When Lana Shelton was born on July 1, 2016, she was by all appearances a normal, healthy baby. Lana continued to thrive and flash her adorable smile. However, the smiling stopped and at her four-month check-up, she was diagnosed with a rare neurological disease called Krabbe Leukodystrophy. The news was devastating to first-time parents Laura and Don.
Krabbe disease is a terminal genetic disorder that, in most cases, causes death by the age of 2. Children who have it are unable to produce the enzyme that produces Myelin in the brain. Without this protective coating on the nerve tissue, the child loses white brain matter. Their central nervous system is unable to function normally. They lose cognitive ability. Lana has regressed to the neurological level of a newborn and she will not progress beyond it.
As if this wasn’t terrible enough, the cost of Lana’s care is going to skyrocket. It’s estimated that supportive care for a child with Krabbe disease could soar to $700,000 a year, during their brief life. This is why the Shelton and Goodman families are hosting the Lana Smiles Fundraiser at Healy’s Westside, 7321 Madison, this Saturday, Feb. 18 from 6 to 10 p.m.
Lana’s mother, Laura Goodman, comes from a family that has lived in Forest Park for three generations. So it made sense to have the fundraiser in the town where they have so many family members and friends. The event will be emceed by Ryan Russ, who also appears in the musical lineup of six bands playing that night. Guests can help Lana’s cause by participating in the silent auction. Prizes include tickets to the Blackhawks, Cubs and the hit play Hamilton.
The families not only want to raise money for Lana’s care, they want to raise awareness about this deadly disease. Krabbe disease only affects 1 in 100,000 people. In its early stages, it can be treated with a stem cell/bone marrow transplant. But once the symptoms occur, the disease cannot be stopped.
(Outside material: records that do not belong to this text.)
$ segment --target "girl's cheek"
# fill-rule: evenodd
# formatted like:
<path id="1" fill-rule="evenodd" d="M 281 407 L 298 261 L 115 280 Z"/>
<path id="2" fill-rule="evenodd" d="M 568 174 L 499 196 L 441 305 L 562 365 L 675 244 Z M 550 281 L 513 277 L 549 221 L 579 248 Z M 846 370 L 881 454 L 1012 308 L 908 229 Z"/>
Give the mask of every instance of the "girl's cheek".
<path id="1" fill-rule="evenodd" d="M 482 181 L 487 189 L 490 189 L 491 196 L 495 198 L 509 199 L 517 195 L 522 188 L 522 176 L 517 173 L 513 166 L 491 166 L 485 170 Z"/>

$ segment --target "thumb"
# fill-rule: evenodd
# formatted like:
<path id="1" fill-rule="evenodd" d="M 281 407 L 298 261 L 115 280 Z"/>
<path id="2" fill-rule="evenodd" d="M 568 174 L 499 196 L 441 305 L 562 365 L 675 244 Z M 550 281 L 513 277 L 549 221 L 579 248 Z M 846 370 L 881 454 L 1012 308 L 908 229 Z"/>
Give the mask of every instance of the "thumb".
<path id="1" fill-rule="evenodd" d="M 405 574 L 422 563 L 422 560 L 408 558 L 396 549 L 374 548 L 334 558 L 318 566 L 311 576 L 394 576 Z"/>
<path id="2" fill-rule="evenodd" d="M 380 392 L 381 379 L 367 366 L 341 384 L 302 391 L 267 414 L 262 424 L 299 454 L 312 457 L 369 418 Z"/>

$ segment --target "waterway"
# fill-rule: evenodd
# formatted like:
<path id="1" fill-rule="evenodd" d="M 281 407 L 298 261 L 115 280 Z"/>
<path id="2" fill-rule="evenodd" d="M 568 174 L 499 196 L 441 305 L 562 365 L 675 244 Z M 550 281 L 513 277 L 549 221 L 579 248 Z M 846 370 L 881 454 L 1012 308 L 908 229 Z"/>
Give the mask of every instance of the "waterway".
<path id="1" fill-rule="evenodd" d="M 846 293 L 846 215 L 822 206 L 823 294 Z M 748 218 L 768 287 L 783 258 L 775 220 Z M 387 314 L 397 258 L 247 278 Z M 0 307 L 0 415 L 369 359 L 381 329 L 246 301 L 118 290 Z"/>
That is why the families are using Lana’s case in a lobbying effort to have newborns in Illinois screened for this disease. Currently, only four states screen for Krabbe disease at birth. The screening costs only $6-$8 per child.
On Feb. 12, family and friends gathered at First Congregational Church of Maywood, to celebrate Lana’s Dedication. The 7-month-old wore a white gown and the place was packed. Following the ceremony, guests descended to the basement for a banquet. The Goodman and Shelton families are hoping for another large turnout at Healy’s this Saturday night.